Double Majors and a Liberal Arts Education

I am often sent interesting posts from blogs having to do with higher education.  The following link was sent to me by a parent who heard my commentary on the ever increasing over-specialization in undergraduate education, and in particular, my opposition to students selecting double majors at Middlebury.

The post, written by a current Williams College student, is from EphBlog, a blog having to do with “All Things Eph,” according to the blog, and it is worth reading, along with some of the thoughtful comments.   http://www.ephblog.com/2009/09/21/specialization-consternation/

I oppose double (and yes, triple) majors on three grounds:

  1. A liberal arts major is supposed to educate broadly.  With the average major at Middlebury requiring about 11 courses now (some require 10, many require more than 11, and many also have “cognate” requirements), students who choose to double major will concentrate more than 2/3 of their studies and course selections in two areas.  We have more than 40 majors and 31 academic departments, so students who double major have 10 or fewer courses with which to explore 40 other majors or 29 other academic departments.  From an educational perspective, students would seem to be defeating the purpose of coming to a liberal arts college if they chose to concentrate their studies like this.  In addition, there are scores of excellent faculty who, quite routinely, change students’ lives by introducing them to subject matter many would otherwise never have encountered if they hadn’t, without previous reason, taken those classes. 
  2. The false notion of “credentialing.”  Students tend to think it “looks better” on one’s resume to have two, or even three majors.  Not the case.  For years now, CEOs of businesses and non-profits have stated clearly on campus and in discussions with students that it really doesn’t matter if one has two versus one major.  The issue really is how well a student has learned to think critically, assess accurately, synthesize information well, and write and speak clearly.  One learns these things best by being exposed to as broad a range of material and modes of analysis as one can. Transcript building runs counter to a liberal arts education and also prevents a student from experiencing the richness of Middlebury’s curriculum, and it is not something that will help students after the graduate.
  3. The resource issue.  Double-majoring has a significant impact on College resources, both teaching resources and financial resources.  If a student body with 2400 students had 20% double majors, the faculty would have to offer a curriculum to meet the needs of more than 2800 students.  That is, with double majors come extra teaching requirements for the faculty, which has a negative impact on the curriculum and our students insofar as the opportunity costs they incur.
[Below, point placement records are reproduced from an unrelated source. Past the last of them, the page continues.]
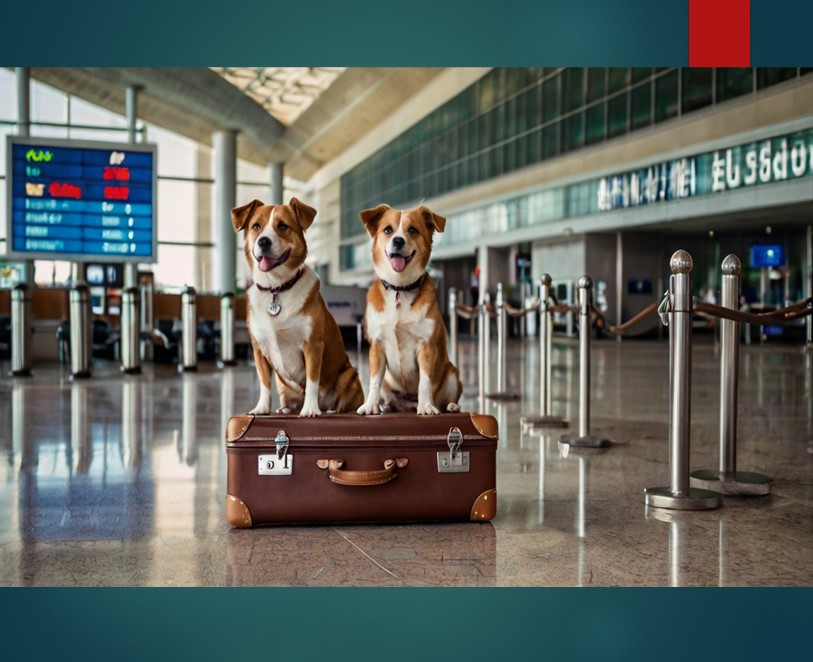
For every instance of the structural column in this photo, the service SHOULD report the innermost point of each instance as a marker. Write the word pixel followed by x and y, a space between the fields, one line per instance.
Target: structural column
pixel 225 194
pixel 131 104
pixel 24 129
pixel 275 187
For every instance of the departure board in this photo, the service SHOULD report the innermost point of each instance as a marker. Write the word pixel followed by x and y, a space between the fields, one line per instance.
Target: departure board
pixel 71 200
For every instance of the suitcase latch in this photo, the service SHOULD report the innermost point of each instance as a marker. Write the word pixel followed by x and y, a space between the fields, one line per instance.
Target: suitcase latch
pixel 281 442
pixel 455 461
pixel 281 464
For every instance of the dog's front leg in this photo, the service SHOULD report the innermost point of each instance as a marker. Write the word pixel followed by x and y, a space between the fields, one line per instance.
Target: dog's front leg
pixel 426 361
pixel 264 372
pixel 313 351
pixel 378 364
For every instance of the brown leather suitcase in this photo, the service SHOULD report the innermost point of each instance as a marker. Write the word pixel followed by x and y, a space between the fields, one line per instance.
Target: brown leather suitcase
pixel 284 469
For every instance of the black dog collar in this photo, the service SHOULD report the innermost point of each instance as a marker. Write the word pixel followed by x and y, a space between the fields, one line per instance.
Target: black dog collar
pixel 280 288
pixel 402 288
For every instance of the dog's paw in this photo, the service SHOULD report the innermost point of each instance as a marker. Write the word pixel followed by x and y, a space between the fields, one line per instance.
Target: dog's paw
pixel 427 410
pixel 369 408
pixel 260 411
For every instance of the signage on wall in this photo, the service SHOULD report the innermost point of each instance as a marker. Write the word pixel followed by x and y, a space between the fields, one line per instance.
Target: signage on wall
pixel 761 162
pixel 71 200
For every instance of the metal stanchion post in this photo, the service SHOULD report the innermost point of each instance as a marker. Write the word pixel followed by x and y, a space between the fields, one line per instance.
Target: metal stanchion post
pixel 728 480
pixel 585 439
pixel 81 340
pixel 453 325
pixel 20 331
pixel 502 358
pixel 546 419
pixel 484 342
pixel 227 330
pixel 679 495
pixel 189 322
pixel 131 331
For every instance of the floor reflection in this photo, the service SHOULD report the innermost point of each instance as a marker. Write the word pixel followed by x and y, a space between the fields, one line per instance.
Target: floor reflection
pixel 120 480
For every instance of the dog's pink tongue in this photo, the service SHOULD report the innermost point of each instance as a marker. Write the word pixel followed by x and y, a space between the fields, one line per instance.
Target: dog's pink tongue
pixel 398 263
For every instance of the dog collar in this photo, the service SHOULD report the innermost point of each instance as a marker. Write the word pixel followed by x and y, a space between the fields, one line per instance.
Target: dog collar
pixel 402 288
pixel 274 308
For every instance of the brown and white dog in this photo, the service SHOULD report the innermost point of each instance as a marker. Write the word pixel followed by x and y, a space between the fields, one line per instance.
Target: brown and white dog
pixel 293 334
pixel 409 364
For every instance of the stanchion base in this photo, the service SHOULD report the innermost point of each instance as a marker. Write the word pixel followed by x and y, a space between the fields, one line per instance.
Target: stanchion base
pixel 502 396
pixel 566 450
pixel 738 483
pixel 585 442
pixel 694 499
pixel 530 423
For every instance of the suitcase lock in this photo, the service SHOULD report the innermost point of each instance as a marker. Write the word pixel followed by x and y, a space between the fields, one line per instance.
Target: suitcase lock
pixel 281 464
pixel 455 461
pixel 281 442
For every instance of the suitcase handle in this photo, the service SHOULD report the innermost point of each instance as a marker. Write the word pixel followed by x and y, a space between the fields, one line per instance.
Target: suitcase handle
pixel 362 478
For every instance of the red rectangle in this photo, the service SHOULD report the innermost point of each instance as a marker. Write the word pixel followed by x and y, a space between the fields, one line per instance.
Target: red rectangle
pixel 719 33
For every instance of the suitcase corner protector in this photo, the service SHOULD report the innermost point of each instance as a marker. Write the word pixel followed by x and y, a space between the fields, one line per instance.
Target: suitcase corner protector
pixel 237 512
pixel 485 507
pixel 486 425
pixel 238 426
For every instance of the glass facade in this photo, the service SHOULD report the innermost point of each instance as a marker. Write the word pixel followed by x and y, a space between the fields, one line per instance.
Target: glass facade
pixel 513 118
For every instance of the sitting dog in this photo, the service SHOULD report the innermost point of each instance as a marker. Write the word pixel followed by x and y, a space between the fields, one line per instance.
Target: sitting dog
pixel 409 364
pixel 293 334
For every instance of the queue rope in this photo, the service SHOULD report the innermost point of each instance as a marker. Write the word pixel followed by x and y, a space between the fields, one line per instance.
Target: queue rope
pixel 788 314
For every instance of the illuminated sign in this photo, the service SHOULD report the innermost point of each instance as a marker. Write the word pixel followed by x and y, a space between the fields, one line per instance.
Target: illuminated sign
pixel 70 200
pixel 768 161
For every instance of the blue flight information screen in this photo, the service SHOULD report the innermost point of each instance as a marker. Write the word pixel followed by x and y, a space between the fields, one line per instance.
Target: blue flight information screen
pixel 72 200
For instance, take a department that has 150 majors right now, with 60 in the senior class (students do not declare their majors until sophomore year).  That particular major requires two senior seminars (which many do), which means the department must allocate teaching resources so they offer at least 120 slots to meet the senior seminar requirement for the 60 senior majors.  With 15 students the typical upper limit to a seminar at Middlebury, the department would need to offer 8 seminars to accommodate the seniors.  Now suppose 20% of those 150 majors were “double majors.”  That would mean 30 of the 150 majors, or 12 of the 60 in the senior class, had other majors, and were taking two other seminars to fulfill the requirements in their other major.  Those students would be taking four senior seminars, and the first department would have to offer spots for 24 students (the 12 seniors taking 2 seminars in their senior year), or two seminars, that they otherwise would not have to offer if there were no double majors.  Those two senior seminars could be replaced by other lower level courses for the general student population, a first-year seminar, or perhaps reduce the teaching by faculty in that department if its classes were filled and it was overloaded with majors, which some departments are.

With limited resources, should we encourage/permit double majors when it requires departments to offer additional sections of courses when students are already getting their senior seminar experiences in other majors? Since we are not a university with graduate students who might cover a single course we need taught, and since we have no other colleges and universities nearby, we often need to hire a number of full-time faculty to teach the one or two additional courses generated by the large number of double majors when faculty who teach those courses are on sabbatical, which is a costly proposition.

I am interested to hear your thoughts on this issue.  Are there other reasons for why you (the students) choose to double major, especially when you hear about the costs of doing so?  Send along your thoughts!

UPDATE: for those who inquired via e-mail, I did a combined major (economics and geography) as an undergraduate.